The Unlikeliness Factor: On some level, Tim Tebow’s success has been unlikely, but hardly so much as people have made it out to be. Tebow played at one of the best college football programs in the nation at Florida, in the perfect system for his skill set. He had a large section of the press corps cheering for him to be drafted in the first round — Drew Magary made an art of mocking Peter King’s “draft Tebow and pop the bubbly” line — the Broncos traded up to draft him. Since he was drafted Broncos fans have been clamoring for him to be the team’s starting quarterback, even buying billboard space to express their desires. Sure, at the beginning of this season John Fox and John Elway clearly didn’t have much faith in Tebow, but they might have been the only people in Denver who felt that way.
Lin, on the other hand, came out of nowhere. Harvard grads are successful in a number of walks of life, professional basketball it not one of them. Lin was undrafted and bounced around the league before landing on the Knicks’ bench. It’s a bit unfair to compare fan reaction for Lin to Tebow, mostly because no one knew who Lin was, or what type of player he could be. That said, in terms of unlikeliness, it’s really no contest, there have been people expecting success from Tebow for a while, no one ever expected anything from Jeremy Lin except Lin himself.

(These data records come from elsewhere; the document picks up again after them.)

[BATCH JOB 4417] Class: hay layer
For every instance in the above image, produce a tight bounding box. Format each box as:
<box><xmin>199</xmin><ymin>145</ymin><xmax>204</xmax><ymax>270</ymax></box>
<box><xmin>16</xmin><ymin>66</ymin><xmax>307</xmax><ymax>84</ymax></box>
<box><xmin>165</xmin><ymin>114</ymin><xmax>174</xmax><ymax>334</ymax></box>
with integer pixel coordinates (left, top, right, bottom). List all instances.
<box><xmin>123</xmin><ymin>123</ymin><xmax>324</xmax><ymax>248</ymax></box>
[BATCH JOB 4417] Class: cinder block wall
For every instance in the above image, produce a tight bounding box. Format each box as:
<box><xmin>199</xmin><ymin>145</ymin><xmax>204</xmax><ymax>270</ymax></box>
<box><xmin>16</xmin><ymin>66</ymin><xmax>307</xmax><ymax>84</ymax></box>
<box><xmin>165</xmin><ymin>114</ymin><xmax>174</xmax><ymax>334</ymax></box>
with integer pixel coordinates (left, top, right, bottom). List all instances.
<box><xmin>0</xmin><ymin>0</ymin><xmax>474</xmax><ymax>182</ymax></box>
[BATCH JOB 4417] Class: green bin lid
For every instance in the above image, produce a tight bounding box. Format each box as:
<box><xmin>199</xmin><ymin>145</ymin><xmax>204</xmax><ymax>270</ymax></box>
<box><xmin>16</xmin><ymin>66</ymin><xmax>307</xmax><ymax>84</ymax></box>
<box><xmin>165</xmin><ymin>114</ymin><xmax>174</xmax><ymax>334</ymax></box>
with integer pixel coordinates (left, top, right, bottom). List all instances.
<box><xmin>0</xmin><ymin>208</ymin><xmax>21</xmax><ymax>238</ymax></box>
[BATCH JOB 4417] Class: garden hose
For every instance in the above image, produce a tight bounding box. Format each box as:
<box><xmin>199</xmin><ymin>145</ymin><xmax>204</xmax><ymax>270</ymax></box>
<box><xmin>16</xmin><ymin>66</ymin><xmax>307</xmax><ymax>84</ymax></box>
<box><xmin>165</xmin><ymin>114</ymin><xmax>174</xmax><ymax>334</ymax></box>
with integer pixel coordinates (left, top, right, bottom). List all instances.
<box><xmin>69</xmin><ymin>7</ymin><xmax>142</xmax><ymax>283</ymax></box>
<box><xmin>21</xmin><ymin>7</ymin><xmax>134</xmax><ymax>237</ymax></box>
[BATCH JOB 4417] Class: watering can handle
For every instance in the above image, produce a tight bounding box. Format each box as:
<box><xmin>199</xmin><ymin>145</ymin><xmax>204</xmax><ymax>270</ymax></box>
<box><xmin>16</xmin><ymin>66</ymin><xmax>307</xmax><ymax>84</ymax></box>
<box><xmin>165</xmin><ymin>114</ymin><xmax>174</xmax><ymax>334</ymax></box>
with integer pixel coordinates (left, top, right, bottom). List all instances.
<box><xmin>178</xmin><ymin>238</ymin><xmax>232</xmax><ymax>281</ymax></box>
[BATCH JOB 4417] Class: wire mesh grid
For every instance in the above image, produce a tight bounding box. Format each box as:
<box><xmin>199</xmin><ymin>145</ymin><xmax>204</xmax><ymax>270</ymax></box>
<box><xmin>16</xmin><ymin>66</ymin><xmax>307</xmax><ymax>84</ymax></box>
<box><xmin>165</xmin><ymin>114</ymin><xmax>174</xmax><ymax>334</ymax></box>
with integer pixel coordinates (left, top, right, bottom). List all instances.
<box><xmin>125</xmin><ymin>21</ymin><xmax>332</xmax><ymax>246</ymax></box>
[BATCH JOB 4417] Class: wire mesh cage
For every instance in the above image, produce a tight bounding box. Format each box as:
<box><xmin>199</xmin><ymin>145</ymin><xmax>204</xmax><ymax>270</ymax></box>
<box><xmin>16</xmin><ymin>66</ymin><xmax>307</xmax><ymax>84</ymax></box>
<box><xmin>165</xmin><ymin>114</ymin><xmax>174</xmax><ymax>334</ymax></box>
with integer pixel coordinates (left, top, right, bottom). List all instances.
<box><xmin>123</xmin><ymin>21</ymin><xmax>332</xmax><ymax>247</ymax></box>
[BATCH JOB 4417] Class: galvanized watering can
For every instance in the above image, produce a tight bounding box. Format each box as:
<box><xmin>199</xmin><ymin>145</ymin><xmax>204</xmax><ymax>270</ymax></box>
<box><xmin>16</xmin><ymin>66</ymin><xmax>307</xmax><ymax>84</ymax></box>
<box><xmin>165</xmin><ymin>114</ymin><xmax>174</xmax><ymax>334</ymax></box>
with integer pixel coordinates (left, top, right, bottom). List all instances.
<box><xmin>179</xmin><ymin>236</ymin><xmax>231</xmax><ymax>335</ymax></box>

Sustainability: At least on the surface, Lin doesn’t have a fatal flaw like Tebow’s inaccuracy. At 6’3” Lin isn’t undersized for an NBA point guard, he clearly has the footspeed and athleticism to get to the rim, he’s shown quite a few basketball moves, he’s shown some range, and he’s done a good job of facilitating for a sub-par supporting cast. I know that Derek Fisher is about 10,000 years old (ballpark estimate) but Lin absolutely abused him on Friday night, and Fisher has long been considered a solid defender at the point. Furthermore, Lin is in a system that works for him, which increases the likelihood that he’ll continue to be an effective player. The Broncos really simplified their playbook for Tebow, but at some point they’re going to have to throw the ball to win games and then Tebow becomes a real liability. Lin, on the other hand, can run the pick and roll all day long once Amar’e returns, just like Stoudemire and Steve Nash did for so many seasons in Phoenix. It’s not hard to envision Carmelo Anthony adjusting his game a bit to become a kind of super-Shawn Marion, and the Knicks becoming one of the most entertaining teams in the league. Even if he comes back down to Earth, which is likely, Lin should continue to be a productive player for New York.
I hate the Knicks, but I’ll be rooting for Jeremy Lin from here on out. Tim Tebow? Meh.